1. Be Tim, not Steve. Cook has shown he knows manufacturing, inventory control and industrial design. In this economy, those may be the most important assets of any high tech chief. Drive costs down, quality up and add features to promote upgrades are three good goals.
2. Delegate the Steve updates to someone else. You don't want to spend all your time with the analysts and press talking about someone else's status.
3. Be the boss. Hire the people your company needs at this time and get rid of the ones who are not building a better Apple or are sadly unneeded in an exhausted consumer economy.

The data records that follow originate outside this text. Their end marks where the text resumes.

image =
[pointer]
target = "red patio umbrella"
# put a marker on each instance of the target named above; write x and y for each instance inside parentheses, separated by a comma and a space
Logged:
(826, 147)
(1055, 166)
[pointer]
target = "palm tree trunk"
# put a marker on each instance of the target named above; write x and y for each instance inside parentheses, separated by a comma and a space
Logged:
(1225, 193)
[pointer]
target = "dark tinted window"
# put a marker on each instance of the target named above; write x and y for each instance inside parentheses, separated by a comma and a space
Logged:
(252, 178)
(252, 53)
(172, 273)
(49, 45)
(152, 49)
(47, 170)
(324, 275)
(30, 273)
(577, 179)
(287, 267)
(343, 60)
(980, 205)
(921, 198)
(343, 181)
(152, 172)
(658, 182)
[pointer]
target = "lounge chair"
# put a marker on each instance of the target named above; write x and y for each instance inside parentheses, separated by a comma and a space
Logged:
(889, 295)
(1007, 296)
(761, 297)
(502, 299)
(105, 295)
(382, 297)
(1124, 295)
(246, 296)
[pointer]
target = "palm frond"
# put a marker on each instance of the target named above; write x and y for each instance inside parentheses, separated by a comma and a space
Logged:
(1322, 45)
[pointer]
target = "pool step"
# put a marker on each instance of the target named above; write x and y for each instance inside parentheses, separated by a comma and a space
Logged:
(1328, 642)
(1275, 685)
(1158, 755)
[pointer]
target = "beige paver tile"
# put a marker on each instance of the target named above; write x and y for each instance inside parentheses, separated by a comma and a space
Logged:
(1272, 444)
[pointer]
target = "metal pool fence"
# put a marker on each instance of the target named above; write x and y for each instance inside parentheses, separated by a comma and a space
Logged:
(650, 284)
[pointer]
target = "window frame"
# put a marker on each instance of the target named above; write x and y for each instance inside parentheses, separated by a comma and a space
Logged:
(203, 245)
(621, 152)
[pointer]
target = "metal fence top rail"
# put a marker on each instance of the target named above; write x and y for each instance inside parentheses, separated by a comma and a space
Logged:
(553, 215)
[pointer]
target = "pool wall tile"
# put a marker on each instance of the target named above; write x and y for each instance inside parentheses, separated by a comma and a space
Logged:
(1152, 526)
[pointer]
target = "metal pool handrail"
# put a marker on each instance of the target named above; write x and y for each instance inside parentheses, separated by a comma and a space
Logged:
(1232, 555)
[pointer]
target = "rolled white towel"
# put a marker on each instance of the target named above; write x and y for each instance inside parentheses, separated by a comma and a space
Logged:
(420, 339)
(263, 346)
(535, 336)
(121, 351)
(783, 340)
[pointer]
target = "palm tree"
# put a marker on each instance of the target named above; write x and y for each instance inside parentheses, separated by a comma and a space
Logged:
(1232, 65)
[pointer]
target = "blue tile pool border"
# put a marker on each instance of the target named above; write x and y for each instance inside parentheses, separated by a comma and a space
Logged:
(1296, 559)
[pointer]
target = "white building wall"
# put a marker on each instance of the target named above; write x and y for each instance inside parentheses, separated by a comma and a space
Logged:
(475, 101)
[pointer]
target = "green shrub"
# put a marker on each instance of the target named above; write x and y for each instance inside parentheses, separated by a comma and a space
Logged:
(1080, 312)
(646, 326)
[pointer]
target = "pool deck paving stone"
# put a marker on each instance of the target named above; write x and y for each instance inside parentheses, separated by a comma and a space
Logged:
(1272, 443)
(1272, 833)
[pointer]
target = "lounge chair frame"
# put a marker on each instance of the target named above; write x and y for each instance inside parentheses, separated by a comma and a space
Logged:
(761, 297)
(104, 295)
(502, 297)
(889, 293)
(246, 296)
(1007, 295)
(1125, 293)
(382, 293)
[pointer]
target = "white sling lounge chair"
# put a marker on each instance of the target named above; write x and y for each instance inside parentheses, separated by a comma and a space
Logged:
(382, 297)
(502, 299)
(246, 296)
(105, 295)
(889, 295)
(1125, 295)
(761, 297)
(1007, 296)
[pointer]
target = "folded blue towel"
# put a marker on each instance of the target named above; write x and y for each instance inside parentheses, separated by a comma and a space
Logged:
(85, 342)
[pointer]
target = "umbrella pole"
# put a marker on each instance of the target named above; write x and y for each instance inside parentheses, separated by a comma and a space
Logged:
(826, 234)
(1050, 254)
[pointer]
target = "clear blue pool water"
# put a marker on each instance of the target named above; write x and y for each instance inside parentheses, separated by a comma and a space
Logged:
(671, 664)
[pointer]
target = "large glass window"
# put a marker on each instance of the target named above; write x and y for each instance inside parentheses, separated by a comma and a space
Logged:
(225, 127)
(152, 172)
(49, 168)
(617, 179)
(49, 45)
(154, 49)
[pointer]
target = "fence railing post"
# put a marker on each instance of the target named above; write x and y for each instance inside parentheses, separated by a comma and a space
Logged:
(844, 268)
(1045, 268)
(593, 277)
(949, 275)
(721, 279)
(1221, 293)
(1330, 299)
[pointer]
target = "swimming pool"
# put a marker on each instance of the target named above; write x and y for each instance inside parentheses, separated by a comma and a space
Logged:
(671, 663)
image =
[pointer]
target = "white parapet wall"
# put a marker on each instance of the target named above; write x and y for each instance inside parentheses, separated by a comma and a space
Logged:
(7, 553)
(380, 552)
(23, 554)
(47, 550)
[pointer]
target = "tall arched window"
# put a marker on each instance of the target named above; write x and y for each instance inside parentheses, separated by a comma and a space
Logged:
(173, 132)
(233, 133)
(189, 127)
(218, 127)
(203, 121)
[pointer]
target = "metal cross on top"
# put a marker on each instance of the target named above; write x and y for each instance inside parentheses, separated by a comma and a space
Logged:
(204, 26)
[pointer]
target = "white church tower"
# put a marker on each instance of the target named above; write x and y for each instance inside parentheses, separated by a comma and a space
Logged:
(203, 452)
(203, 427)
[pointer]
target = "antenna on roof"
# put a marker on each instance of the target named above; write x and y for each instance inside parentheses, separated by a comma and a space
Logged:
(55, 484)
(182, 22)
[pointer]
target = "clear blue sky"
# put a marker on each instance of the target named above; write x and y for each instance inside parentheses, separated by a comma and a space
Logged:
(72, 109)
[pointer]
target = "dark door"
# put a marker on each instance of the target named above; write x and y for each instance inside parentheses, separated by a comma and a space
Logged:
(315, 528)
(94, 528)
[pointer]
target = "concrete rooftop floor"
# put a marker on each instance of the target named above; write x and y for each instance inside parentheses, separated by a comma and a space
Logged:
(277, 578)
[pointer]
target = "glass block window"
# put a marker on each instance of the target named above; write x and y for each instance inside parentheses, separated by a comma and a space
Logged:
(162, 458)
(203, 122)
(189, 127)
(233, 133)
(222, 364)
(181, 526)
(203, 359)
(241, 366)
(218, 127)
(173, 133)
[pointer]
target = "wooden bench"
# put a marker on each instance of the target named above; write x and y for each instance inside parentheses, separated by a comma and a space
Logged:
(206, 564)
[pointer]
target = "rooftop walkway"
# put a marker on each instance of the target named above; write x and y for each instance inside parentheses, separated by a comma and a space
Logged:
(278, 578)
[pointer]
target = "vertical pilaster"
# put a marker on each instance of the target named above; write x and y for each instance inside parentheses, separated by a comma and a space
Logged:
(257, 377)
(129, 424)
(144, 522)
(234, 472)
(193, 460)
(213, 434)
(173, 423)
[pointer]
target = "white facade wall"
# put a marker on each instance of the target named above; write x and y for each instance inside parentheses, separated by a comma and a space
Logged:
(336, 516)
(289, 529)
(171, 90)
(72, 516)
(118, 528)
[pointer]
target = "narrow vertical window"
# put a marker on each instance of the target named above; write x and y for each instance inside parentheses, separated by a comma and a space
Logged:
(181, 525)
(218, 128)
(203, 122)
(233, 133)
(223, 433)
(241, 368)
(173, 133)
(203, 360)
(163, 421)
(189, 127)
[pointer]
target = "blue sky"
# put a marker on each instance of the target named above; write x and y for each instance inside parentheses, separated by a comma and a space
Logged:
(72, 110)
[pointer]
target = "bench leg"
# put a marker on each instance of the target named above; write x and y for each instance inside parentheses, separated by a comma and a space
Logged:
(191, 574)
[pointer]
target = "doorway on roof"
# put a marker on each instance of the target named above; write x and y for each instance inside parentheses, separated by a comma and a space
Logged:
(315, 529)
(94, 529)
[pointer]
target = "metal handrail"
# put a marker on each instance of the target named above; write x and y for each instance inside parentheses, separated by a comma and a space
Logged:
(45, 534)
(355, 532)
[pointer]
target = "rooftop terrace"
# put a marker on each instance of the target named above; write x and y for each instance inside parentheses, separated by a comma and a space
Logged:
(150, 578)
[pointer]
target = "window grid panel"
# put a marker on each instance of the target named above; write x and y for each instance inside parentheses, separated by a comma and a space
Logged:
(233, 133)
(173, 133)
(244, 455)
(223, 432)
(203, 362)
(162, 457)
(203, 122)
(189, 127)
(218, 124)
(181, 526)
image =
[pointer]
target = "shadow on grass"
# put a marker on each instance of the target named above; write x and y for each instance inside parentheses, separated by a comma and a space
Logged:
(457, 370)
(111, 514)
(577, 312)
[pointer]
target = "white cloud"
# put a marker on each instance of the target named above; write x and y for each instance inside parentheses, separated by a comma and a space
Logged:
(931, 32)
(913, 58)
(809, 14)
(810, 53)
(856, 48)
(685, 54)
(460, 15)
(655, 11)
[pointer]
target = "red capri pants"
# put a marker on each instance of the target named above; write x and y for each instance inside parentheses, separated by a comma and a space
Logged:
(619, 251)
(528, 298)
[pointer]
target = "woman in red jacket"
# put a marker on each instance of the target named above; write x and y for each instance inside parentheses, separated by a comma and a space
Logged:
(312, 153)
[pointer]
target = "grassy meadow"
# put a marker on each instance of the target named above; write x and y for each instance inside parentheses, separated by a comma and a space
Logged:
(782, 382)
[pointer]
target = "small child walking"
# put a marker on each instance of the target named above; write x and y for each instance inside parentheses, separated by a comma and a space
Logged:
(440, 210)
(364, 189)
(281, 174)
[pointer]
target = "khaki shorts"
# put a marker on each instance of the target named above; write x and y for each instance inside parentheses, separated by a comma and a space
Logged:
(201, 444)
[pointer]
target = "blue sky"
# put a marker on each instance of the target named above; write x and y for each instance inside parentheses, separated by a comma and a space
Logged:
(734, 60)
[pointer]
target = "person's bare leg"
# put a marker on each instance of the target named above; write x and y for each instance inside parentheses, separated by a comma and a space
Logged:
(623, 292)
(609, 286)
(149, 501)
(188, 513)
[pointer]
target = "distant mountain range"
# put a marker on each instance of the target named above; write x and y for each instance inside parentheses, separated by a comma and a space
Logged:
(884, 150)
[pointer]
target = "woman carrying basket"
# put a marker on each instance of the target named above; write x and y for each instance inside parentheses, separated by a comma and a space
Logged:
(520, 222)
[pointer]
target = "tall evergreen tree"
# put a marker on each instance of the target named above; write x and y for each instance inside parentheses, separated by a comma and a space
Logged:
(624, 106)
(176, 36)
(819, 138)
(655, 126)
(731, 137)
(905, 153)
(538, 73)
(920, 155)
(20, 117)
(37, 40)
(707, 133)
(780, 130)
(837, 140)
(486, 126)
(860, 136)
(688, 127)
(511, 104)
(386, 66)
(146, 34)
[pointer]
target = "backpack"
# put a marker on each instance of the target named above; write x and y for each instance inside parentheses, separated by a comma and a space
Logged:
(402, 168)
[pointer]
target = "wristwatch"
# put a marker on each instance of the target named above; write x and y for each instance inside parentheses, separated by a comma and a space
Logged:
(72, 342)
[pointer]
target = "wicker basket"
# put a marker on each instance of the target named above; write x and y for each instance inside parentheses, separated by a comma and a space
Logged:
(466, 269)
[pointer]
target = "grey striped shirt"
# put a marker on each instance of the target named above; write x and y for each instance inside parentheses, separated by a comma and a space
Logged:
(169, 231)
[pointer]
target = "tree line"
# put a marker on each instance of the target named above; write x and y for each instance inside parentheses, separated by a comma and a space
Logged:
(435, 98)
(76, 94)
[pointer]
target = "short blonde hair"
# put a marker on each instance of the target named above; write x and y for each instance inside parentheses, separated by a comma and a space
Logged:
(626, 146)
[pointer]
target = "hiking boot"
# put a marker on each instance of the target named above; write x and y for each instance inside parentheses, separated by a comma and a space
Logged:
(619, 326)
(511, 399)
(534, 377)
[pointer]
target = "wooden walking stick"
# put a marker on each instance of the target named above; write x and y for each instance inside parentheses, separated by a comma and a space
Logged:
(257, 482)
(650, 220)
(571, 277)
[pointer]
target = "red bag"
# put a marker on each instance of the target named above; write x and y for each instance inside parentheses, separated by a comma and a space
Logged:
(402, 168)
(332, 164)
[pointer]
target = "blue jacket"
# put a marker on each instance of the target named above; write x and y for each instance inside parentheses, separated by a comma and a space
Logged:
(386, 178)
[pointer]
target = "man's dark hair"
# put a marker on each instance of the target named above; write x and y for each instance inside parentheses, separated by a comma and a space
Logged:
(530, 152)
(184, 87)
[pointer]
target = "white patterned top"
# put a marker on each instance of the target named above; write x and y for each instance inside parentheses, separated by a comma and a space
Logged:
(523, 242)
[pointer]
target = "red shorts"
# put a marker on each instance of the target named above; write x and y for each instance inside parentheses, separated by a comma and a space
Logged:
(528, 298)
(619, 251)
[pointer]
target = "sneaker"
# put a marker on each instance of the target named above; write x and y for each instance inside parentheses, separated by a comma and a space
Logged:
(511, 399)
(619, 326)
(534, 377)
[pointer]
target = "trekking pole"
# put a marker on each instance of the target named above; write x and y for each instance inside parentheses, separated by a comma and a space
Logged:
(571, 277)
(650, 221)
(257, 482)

4. Think different. Just like the old ad adage said. You are the boss even in an interim and you need to stamp your direction on Apple. What product or service have you been considering that the boss was reluctant to undertake. If you believe in your intuition, you should be able to push it through the Apple inner circle.
5. Skip the black turtleneck. Please.
Now, different case, you're Carol Bartz and you are the boss in chief at Yahoo, a company that needs a big change. What do you do?
1. Be the boss. Install procedures, processes and people who can eliminate the principalities, subsume the egos and come out with a clear strategy of what Yahoo stands for.
2. Don't try to be like a little Google, Facebook, etc. Those companies have established a brand and have a solid image in the users' mind. The opportunity resides in making Yahoo the place where users can manage their financial, leisure and personal activities. In some cases, it may be a Yahoo developed service that does that work. In many cases, it would be services built around Yahoo alliances.
3. Don't rush up the wedding aisle. Yes, Microsoft offered a huge pile of gold and got grumpy when it was rejected. That was before the big crash. Now you need to rebuild, build new alliances and probably sell the company when the company's finances and economic strength returns.
4. Remember the infrastructure. Amazon was smart to build an internal IT infrastructure which is sufficiently robust and adaptable to allow Amazon to start selling cloud computing time to outside customers. Google has built a closed house. If you walk around the company sufficiently you may find lots of internal capabilities that could become outside services.
5. Yahoo doesn't need to be fun again, it needs to be relevant today. Drop the exclamation point, please.